Where were they supposed to go from here?
* * *
As in a dream, the solutions somehow came together. The enhancements interacted and merged, and the two pursued their goals relentlessly, like hounds on a chase. Sage wrestled with intricate logic structures, out of which order slowly emerged. Ramo moved through a vast array of sculpted structure, seeking the shape.
Seeking the perfect shape.
Through a long tunnel of fog, Ramo saw an image awakening in his mind: a system of forces and balances that would give the core the precise stability and freedom that it needed; and in his bones he felt suddenly the way to shape it with just a few final twists . . .
* * *
It was an alchemy, a changing from murkiness to clarity in the blink of an eye. The core started awake; its tongue was loosed, its thoughts freed. It scanned itself quickly, illuminating its interior and its surroundings. The two human designers were still in the rapture-field, their minds tied to the core's with tiny rays of light.

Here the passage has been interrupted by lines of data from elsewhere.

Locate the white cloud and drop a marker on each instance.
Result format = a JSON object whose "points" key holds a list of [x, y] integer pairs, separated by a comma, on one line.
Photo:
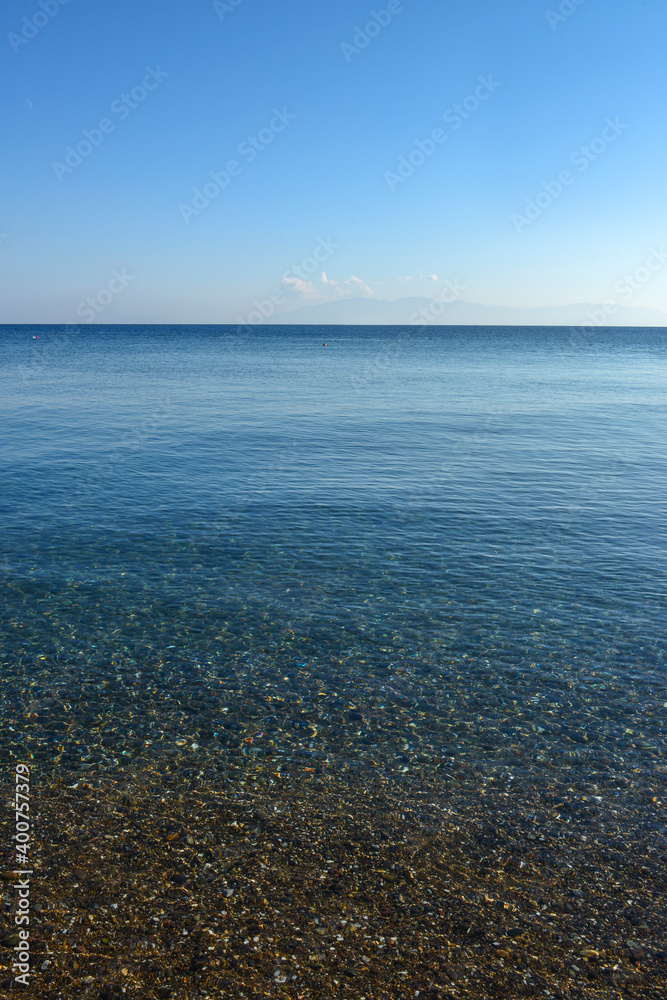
{"points": [[297, 286], [348, 287]]}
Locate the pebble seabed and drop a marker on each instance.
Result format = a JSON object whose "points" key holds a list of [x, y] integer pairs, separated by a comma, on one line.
{"points": [[300, 828]]}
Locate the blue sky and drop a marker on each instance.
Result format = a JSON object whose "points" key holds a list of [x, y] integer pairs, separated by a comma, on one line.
{"points": [[336, 123]]}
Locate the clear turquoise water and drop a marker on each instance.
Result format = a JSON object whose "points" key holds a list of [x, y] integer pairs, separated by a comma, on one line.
{"points": [[458, 530]]}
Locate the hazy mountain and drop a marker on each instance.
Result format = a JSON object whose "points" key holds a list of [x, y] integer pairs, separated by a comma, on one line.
{"points": [[402, 312]]}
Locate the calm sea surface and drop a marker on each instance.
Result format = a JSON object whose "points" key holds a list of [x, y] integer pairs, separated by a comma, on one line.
{"points": [[412, 549]]}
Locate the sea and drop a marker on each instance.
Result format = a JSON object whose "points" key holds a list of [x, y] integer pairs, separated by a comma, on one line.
{"points": [[430, 550]]}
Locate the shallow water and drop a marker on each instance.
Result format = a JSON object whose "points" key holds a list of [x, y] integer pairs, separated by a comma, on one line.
{"points": [[413, 550]]}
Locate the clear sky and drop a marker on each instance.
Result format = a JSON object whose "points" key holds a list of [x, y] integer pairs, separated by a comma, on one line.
{"points": [[183, 86]]}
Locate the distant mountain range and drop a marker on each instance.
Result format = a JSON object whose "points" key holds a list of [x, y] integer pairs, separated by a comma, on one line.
{"points": [[404, 312]]}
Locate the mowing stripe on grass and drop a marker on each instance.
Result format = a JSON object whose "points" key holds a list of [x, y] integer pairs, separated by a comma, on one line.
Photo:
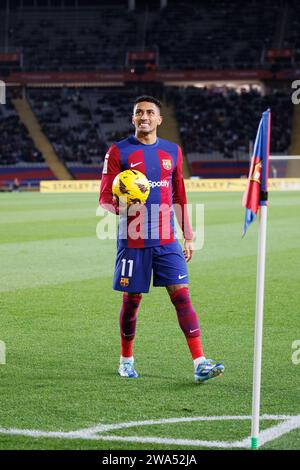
{"points": [[274, 432]]}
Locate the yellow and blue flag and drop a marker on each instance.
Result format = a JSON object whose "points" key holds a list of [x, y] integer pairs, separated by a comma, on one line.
{"points": [[256, 193]]}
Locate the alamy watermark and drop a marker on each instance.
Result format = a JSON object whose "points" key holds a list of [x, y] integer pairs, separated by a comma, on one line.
{"points": [[138, 222], [296, 94], [296, 353], [2, 92], [2, 353]]}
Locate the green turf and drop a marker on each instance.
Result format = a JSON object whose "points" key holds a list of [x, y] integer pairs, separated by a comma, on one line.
{"points": [[59, 321]]}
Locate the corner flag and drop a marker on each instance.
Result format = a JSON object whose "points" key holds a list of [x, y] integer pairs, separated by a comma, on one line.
{"points": [[256, 193], [255, 197]]}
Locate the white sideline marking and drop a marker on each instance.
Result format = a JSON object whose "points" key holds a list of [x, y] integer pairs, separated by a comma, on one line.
{"points": [[95, 433]]}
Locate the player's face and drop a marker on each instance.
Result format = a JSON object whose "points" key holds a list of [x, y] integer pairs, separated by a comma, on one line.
{"points": [[146, 117]]}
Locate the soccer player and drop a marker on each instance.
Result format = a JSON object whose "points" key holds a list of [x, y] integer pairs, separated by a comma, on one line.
{"points": [[154, 246]]}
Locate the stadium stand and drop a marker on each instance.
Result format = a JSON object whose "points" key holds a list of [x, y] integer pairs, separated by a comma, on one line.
{"points": [[95, 38], [216, 123]]}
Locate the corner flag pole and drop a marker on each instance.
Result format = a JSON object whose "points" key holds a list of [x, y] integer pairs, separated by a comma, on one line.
{"points": [[260, 285], [255, 198]]}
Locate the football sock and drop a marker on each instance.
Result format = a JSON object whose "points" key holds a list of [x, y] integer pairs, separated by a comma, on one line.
{"points": [[128, 316], [188, 321]]}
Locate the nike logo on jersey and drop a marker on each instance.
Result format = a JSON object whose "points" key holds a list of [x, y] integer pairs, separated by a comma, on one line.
{"points": [[132, 165]]}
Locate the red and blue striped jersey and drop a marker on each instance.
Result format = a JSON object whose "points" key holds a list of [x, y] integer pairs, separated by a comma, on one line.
{"points": [[161, 162]]}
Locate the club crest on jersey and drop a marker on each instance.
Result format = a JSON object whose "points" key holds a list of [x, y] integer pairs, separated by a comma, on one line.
{"points": [[167, 164]]}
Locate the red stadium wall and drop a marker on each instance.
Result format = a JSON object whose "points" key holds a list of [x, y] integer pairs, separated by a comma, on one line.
{"points": [[26, 175]]}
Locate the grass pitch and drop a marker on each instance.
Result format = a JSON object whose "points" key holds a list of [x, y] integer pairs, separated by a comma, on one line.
{"points": [[59, 321]]}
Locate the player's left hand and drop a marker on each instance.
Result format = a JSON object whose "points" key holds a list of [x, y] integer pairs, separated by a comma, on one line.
{"points": [[188, 250]]}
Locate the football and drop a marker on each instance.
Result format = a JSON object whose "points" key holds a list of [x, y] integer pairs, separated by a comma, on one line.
{"points": [[132, 185]]}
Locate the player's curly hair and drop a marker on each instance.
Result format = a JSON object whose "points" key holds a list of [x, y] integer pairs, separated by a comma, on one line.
{"points": [[149, 99]]}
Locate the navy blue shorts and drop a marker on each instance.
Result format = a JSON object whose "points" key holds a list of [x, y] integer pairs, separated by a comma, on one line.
{"points": [[134, 267]]}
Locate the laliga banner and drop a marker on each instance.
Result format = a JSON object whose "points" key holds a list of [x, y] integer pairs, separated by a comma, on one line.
{"points": [[191, 185]]}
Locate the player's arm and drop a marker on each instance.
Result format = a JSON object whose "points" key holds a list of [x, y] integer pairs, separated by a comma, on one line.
{"points": [[180, 206], [111, 168]]}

The core remembered what it had set out to do. Had it worked?
The tests took time—a good three-and-a-half seconds—but when they were done, the core knew that it had succeeded, that doors were open where barriers had existed before, that its major structure had come through intact.
[I am here again,] it said to the humans, using its two voices in harmony.
All of this could be handled now by a minor aspect of its consciousness. The designer and the sculptor were reassured, and thanked, and gently eased out of the rapture connection. There were other tasks requiring its immediate attention . . .
. . . its most urgent, immediate attention.